Reading the World Differently

I would say that my upbringing and schooling was very unique compared to others. I say this because I was raised in a religious family, with my parents being very involved in our church. Along with this, from Pre-K all the way through to grade 12, I attended a private Christian school. I don’t say those as negative things though, and in fact, I wouldn’t change my experience for anything else, but as you can imagine there were lots of biases and specific lenses that I learned about the world (and school) through. Not to say that I was completely “cut off from the world”, but it wasn’t until I entered university, that I began to find how different my upbringing was from others. I was confronted with so many new viewpoints, cultures, religions and so much more that I was unfamiliar with.

A simple example of things I was blind to in my school, was the fact that there are so many students who deal with disability. At my school, there were very few students who had a disability, and even for the ones who did, it was never something that you would be able to notice on the surface. Entering university and especially Education, I realized just how large of an issue that has become within schools, when before it was something I never even considered.
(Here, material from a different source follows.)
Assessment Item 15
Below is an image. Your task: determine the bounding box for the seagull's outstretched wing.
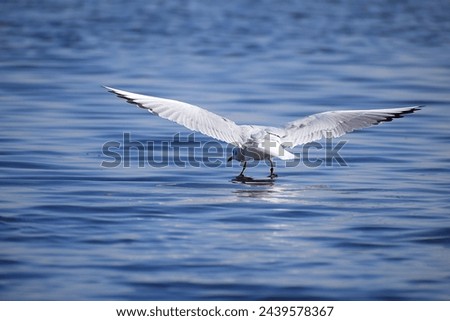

When it comes to the “single stories” presented in my own school, I am drawn towards my History 30 class. Each class mainly consisted of us sitting down in front of a screen, watching “Canada: A Peoples History” and answering generic questions just to make sure we were paying attention. While I can’t say from memory how many perspectives and viewpoints were being represented, the fact is, everything we learned about was very surface level, and never had us consider the good and bad aspects of what we were watching. This is what Kumashiro describes in Chapter 7, where we need to be asking the deeper questions, to help challenge and break the biases that our students and even ourselves as the teacher may hold. If we don’t gives others a voice to challenge or look beyond the surface of a lesson, then we are only going to help reinforce the discriminatory and oppressive behaviors that are so present within schools.

1 thought on “Reading the World Differently

  1. It is fascinating to hear your story regarding your upbringing from a private school. I make comparisons to yourself by being from a small town but with a school of over 700 students. Many of the students came from so-called “wealthy” families with many of the same perspectives. It was not until I reached university that I realized problems such as gender equality and indigenous perspectives and learning were a problem. From my school everybody was treated equally and indigenous knowledge can be classified as consistent in some classes. However, I think we are all in the same boat with everybody coming from different backgrounds and experiences, that when we reached university there must have been some aspect or perspective that we did not realized and as since made us made citizens and more aware of what is happening in our province as a while regarding education.